As a community activist, Pablo has spent 70 or so years working with community and labor organizations in Colorado, Michigan, and elsewhere. Pablo has worked tirelessly in elevating the conditions of humanity; from working to improve Mexican farm laborers’ living and working conditions in Denver and Detroit through the Labor Council for Latin American Advancement (which he helped found), to working with Paul Robeson on many anti-racism campaigns including assisting with the preparation a document submitted to the United Nations (with Robeson and William Patterson) claiming U.S. racial genocide against black citizens, to helping organize the campaign to save Bishop Desmond Tutu’s life, to participating with Angela Davis and Charlene Mitchell in the founding of the National Committee of Correspondence in Chicago, and then working with the Michigan chapter of that organization for 25 years, to marching in 1976 from Selma to Montgomery, Alabama, to protest continuing racism in America, to building unions throughout the Northeast and then working closely with Cadillac Local 22 and U.A.W. Local 600 in Detroit, to working with the Winter Soldier Investigation in Detroit, 1971, to helping with the Jewish Vocational Services in Detroit, to working with youth groups on art projects for the Detroit Council of the Arts, to helping to establish the Detroit Historical Society (which preserved a civil war era Pony Express station – the only stop for the Express between Detroit and Ohio- saved partially due to funds raised through the sale of prints of Mr.
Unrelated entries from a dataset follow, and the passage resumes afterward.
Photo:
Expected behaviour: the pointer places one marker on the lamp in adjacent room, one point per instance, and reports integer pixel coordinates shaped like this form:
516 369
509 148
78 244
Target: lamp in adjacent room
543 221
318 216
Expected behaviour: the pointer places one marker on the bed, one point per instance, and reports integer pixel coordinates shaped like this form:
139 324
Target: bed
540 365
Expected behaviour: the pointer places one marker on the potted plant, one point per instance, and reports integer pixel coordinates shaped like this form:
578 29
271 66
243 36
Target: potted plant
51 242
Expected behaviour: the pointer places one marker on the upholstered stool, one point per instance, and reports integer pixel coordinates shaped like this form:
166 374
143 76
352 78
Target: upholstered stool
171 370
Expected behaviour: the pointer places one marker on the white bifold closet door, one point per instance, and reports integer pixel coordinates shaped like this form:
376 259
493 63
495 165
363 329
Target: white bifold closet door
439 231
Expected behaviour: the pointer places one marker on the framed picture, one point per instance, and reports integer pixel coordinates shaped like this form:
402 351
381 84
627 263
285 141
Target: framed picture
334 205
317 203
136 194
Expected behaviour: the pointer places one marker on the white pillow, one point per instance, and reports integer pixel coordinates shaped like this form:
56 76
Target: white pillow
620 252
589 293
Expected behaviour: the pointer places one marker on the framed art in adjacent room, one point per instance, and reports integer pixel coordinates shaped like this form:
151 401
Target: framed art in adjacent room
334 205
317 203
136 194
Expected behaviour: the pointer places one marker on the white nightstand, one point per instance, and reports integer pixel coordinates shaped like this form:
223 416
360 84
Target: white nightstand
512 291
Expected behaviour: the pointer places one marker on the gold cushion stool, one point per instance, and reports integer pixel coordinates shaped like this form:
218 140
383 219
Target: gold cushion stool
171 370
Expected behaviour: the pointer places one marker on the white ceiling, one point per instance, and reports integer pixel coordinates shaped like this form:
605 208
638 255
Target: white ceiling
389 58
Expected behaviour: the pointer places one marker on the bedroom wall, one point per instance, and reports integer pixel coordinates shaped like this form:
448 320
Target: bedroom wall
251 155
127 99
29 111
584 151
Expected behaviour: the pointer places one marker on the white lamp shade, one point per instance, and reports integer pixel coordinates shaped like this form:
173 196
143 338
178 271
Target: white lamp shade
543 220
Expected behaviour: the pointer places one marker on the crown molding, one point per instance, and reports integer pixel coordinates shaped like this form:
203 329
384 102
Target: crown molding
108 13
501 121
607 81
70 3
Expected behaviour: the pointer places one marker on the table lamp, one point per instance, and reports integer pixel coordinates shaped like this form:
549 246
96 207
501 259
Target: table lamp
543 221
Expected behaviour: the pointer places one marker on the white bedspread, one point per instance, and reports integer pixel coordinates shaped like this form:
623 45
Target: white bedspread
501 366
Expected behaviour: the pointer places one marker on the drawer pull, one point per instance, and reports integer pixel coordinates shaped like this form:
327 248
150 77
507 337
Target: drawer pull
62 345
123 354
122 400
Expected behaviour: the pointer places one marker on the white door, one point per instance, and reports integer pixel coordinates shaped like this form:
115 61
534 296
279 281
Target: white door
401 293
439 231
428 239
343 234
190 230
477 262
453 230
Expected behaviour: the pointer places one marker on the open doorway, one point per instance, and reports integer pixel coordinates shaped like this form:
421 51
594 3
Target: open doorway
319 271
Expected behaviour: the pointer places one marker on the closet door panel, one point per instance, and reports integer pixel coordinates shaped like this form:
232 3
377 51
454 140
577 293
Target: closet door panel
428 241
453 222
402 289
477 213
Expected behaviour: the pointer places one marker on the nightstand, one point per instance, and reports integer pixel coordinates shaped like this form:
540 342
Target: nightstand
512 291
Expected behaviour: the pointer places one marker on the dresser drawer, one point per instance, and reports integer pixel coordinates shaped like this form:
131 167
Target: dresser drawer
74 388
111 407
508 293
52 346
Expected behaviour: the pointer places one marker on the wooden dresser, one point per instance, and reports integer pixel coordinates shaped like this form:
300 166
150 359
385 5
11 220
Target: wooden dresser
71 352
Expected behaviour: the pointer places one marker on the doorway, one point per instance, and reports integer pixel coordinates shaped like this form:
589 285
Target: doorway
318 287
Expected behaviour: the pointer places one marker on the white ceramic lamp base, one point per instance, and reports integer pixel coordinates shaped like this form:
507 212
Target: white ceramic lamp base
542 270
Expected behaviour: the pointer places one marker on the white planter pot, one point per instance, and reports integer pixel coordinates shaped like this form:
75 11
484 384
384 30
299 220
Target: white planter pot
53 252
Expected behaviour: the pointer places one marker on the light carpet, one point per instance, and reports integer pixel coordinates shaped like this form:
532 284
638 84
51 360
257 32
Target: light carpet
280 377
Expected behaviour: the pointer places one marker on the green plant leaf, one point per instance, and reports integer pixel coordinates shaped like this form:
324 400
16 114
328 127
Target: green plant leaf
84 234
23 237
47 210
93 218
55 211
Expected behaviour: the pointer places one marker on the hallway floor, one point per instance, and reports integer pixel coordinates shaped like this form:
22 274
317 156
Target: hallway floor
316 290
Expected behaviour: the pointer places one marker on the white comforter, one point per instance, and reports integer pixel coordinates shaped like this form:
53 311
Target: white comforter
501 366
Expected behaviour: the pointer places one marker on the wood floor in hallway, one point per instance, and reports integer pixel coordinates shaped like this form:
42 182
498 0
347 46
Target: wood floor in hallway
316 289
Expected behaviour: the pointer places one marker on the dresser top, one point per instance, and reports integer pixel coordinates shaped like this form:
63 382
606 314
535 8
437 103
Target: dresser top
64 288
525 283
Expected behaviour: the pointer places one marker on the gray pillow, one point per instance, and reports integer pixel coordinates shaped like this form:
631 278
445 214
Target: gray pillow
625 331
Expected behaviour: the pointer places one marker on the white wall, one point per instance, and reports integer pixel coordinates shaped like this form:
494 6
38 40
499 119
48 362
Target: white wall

Davis’ drawing of the building).
Moreover, Mr. Davis helped found an organization now entitled Bridging Communities, Incorporated (BCI), which provides food, companionship, transportation, housing assistance, information, neighborhood-building, and educational and social programs to the community of Southwest Detroit. Pablo was the driving force within that organization to build the Pablo Davis Elder Living Center on W. Vernor Highway in Southwest Detroit, which provides state of the art, affordable housing for senior citizens; a proud accomplishment after 13 years of struggle. And he isn’t done yet, he is still striving for the construction of an Intergenerational Center next to the Elder Living Center to house programs that Mr. Davis helped create, where preschoolers are brought together with the elderly for mutual activities that create social and academic growth in both age groups. The intergenerational programs have been running successfully through BCI for over 15 years now.